Swedish PM faces defeat in Monday no-confidence vote

  • Lofven would be first Swedish PM to lose such a vote
  • Has lost leftist ally over rent reform plan

STOCKHOLM, June 20 (Reuters) - Stefan Lofven was on Sunday hours away from becoming the first Swedish Prime Minister to lose a no-confidence vote, after failing in a last-ditch effort to secure majority support in parliament for proposed rent reforms.

The vote was called last week for Monday by the anti-immigration Sweden Democrats, after the Left Party, which Lofven relies on to pass legislation, withdrew its support over his plan to liberalise Sweden's rigid rent control system.

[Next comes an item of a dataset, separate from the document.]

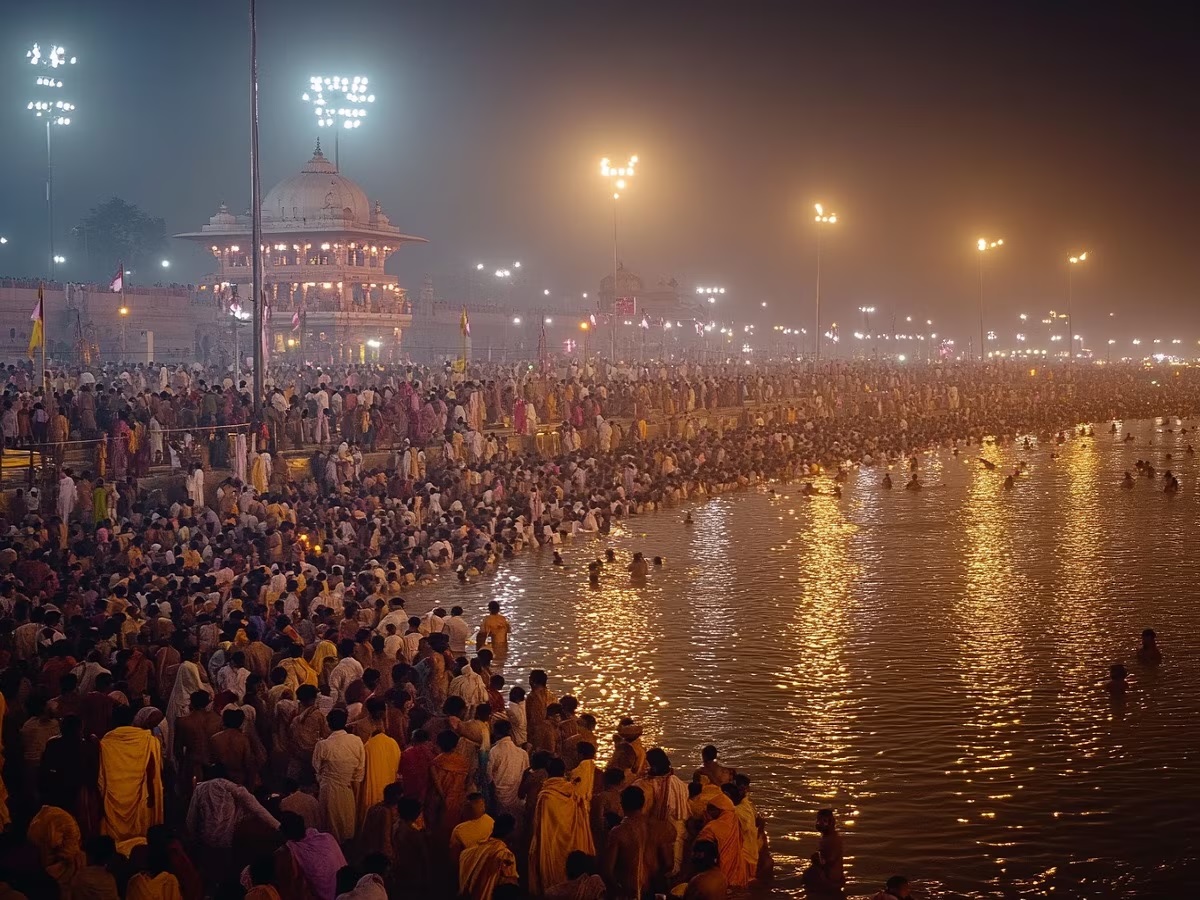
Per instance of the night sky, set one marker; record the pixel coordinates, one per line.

Lofven's centrist Social Democrats have led a fragile minority government since inconclusive elections in 2018, striking a deal on a broad reform programme with two centre-right parties.

In one of many concessions to the Liberals and the Centre Party, he agreed to submit a proposal to parliament in the autumn to abolish collective bargaining for rents for newly built apartments. L5N2O01LC

Lofven sought to soften the reform on Sunday by inviting landlords and tenant organisations for negotiations, but the Left Party dismissed that initiative as "political theatre."

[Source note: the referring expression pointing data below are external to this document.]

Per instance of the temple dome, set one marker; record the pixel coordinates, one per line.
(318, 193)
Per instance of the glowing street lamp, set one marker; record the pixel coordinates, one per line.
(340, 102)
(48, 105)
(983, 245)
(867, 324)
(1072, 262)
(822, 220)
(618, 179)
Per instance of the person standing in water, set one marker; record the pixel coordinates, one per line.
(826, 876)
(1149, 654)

"Following the notice we have received today, the Left Party will vote 'red' tomorrow against Stefan Lofven," its leader Nooshi Dadgostar told a news conference.

If, as appears almost certain, Lofven loses Monday's vote, he can either resign and let the speaker task lawmakers with trying to form a new government, or call a snap election, something that has not happened in Sweden since 1958.

In either case, national elections scheduled for September next year would go ahead as planned.

Lofven, who took four months to form a government after the 2018 election, called the Left Party's reaction irresponsible.

"We now expect that other political parties are prepared to be responsible and not plunge Sweden into a political crisis," he told a news conference.

Economists have said they do not expect the political uncertainty to weigh on Sweden's economy given the strict fiscal rules the country operates under.